United Methodist Communications shared this post connecting a song by Tim McGraw with the teaching of 19th century British Methodism. The gist of the short article is that McGraw’s song, which calls people to “always stay humble and kind” mirrors the advice of Methodist devotional writers in the 19th century.

Of course, on the surface, this is probably true. Humility and kindness are fruits of the Spirit, and so it is not at all out of place for a Christian writer to praise them. But in making this connection, the article misses a rather large and important point.

What is the point?

Well, for Christians the point is Jesus Christ.

We are Christians because of Jesus. Our faith is in a person not a set of values or character traits. If we focus on the outward things — the character traits — we can discover that we have the surface but none of the depth.

The truth is this: People are capable of being humble and kind without knowing Jesus Christ. There are kind atheists and humble Muslims. There are generous Buddhists and peaceful Hindus. We worship Jesus Christ, we follow him, we pray to him because he is the Son of God, the Word, the Lord of Lords and King of Kings, the Savior of all humanity. Through him we are forgiven and saved from the power of the devil and grasp of evil.

Christianity is not a set of socially valuable character traits. It is about a person.

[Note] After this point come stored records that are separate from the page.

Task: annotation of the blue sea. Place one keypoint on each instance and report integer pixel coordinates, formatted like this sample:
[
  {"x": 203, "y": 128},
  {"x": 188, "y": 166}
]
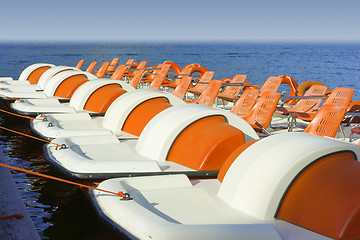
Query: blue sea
[{"x": 61, "y": 211}]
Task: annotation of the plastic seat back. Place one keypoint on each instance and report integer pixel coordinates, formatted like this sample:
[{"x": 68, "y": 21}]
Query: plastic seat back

Does this mean praising humility and kindness is a bad thing? Well, of course not. But my sense of American Christianity is that we are very good at looking at the outward things and confusing them for the real thing. We point to humility and kindness and fail to seek Jesus. We point with pride at never missing a Sunday worship service and always putting our tithe in the offering plate and ignore the fact that we have no living relationship with the one we worship. We put up posters in our churches of “The Three Simple Rules” and rarely look each other in the eye and ask “Do you know the Lord?”

I am sure I am not being entirely fair to the writer of the post that prompted this blog post of mine, but I do hope my concern is clear. Let us as the church make sure that we never confuse the main point of what we do and who we are. Let us always err on the side of too much Jesus and not enough of everything else. He is the reason we exist.